GSA Annual Meeting in Seattle, Washington, USA - 2017

Paper No. 20-6
Presentation Time: 9:25 AM

DIAMOND FORMATION DURING PARTIAL MELTING IN THE EARTH’S MANTLE


LUTH, Robert, Earth and Atmospheric Sciences, University of Alberta, Edmonton, AB T6G 2E3, Canada, robert.luth@ualberta.ca

The C-H-O system is the simplest model for fluids in the Earth’s mantle that can represent both oxidized and reduced fluids coexisting with elemental carbon. At conditions within the diamond stability field, the compositions of fluids coexisting with diamond define the diamond saturation curve in this ternary system. Bulk compositions more C-rich than this curve are two-phase assemblages of diamond + fluid; those less C-rich than the saturation curve are single-phase fluids.
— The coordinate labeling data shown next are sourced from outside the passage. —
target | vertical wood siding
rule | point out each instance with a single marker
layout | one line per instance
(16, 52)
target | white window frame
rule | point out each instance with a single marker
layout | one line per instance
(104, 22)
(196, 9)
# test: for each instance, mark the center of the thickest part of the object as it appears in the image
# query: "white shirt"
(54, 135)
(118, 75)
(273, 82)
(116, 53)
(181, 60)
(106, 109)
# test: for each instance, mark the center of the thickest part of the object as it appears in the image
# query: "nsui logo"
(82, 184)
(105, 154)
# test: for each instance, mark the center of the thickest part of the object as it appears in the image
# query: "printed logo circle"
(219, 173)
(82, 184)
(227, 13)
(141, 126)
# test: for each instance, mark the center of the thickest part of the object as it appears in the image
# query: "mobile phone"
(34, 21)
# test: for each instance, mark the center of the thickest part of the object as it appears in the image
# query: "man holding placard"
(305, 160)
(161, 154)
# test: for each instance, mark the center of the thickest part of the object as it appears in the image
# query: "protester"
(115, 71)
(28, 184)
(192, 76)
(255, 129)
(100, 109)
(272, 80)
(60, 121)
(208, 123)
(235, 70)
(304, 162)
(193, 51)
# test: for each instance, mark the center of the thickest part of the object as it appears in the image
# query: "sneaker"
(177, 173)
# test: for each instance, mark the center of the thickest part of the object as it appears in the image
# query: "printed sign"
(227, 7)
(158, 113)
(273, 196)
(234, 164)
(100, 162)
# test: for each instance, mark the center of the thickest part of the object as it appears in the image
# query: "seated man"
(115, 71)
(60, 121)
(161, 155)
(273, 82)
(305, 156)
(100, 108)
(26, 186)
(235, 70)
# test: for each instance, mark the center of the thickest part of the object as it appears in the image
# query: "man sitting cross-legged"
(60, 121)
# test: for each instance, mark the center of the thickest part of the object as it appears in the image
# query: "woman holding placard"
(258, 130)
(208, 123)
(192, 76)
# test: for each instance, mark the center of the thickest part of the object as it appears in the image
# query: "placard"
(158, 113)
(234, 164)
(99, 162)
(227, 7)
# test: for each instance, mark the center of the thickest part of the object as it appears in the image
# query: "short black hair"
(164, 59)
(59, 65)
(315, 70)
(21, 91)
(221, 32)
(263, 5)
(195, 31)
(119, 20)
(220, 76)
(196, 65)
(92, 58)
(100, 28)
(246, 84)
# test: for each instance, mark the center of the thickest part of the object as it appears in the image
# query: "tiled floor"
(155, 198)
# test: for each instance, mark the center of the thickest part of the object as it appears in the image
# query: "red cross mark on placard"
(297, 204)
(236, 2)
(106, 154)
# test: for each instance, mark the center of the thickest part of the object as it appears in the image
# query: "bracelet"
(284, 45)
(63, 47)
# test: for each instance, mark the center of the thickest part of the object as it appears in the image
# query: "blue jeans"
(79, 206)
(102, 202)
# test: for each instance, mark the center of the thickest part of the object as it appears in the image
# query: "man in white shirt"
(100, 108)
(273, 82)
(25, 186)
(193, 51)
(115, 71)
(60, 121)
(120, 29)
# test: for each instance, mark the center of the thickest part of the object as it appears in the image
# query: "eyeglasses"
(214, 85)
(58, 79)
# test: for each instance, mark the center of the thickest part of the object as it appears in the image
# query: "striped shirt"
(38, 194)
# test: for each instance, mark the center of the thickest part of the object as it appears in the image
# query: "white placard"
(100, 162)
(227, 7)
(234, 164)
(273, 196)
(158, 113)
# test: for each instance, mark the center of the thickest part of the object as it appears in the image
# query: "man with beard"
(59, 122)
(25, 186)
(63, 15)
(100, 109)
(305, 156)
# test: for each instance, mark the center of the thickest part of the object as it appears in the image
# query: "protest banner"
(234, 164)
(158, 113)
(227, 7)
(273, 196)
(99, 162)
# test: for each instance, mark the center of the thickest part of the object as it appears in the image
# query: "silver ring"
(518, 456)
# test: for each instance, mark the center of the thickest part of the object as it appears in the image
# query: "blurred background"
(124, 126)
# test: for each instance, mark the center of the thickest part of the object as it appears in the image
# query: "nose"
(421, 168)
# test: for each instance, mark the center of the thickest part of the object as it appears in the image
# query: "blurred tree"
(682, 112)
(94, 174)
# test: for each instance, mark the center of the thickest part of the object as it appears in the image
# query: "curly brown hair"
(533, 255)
The water-maximum fluid at H:O ~ 2 marks the transition between oxidized (dominantly H2O+CO2) and reduced (dominantly H2O+CH4) fluids.

Removal of H2O from a C-saturated C-H-O fluid, either by precipitation of hydrous minerals or by dissolution in a melt during partial melting, shifts the residual fluid composition into the two-phase diamond + fluid field. Precipitation of diamond is then necessary – and inevitable – to bring the fluid composition back to the diamond saturation curve.

To focus on the partial melting mechanism, how much diamond forms during such melting will depend on the lithology being melted and the composition of the fluid; a water-maximum fluid will have the greatest effect on lowering the solidus temperature for any lithology. Hydrous melting of harzburgitic mantle will not occur along expected geotherms in the subcontinental lithospheric mantle (Stachel and Luth, Lithos 200-220 2015), so a water-maximum fluid would be stable in harzburgitic mantle. But if that fluid infiltrates either a lherzolitic and eclogitic lithology, it would trigger melting and accompanying formation of diamond in the residue. The amount of diamond formed will depend on the C content of the hydrous fluid, the degree of melting, and the solubility of H2O in the melt formed. For example, at the hydrous lherzolite solidus at 5 GPa, 20% melting could produce ~640-1200 ppm diamond in the residue for H2O solubilities of 15-25 wt.%.

Formation of diamond is an inevitable consequence of melting in the diamond stability field in the mantle in the presence of a hydrous, C-bearing fluid. Such a fluid could be derived from dehydration of a subducting lithospheric slab, or be a metasomatic fluid infiltrating the subcratonic lithosphere from greater depths. This mechanism could also play a role in the formation of sublithospheric diamonds.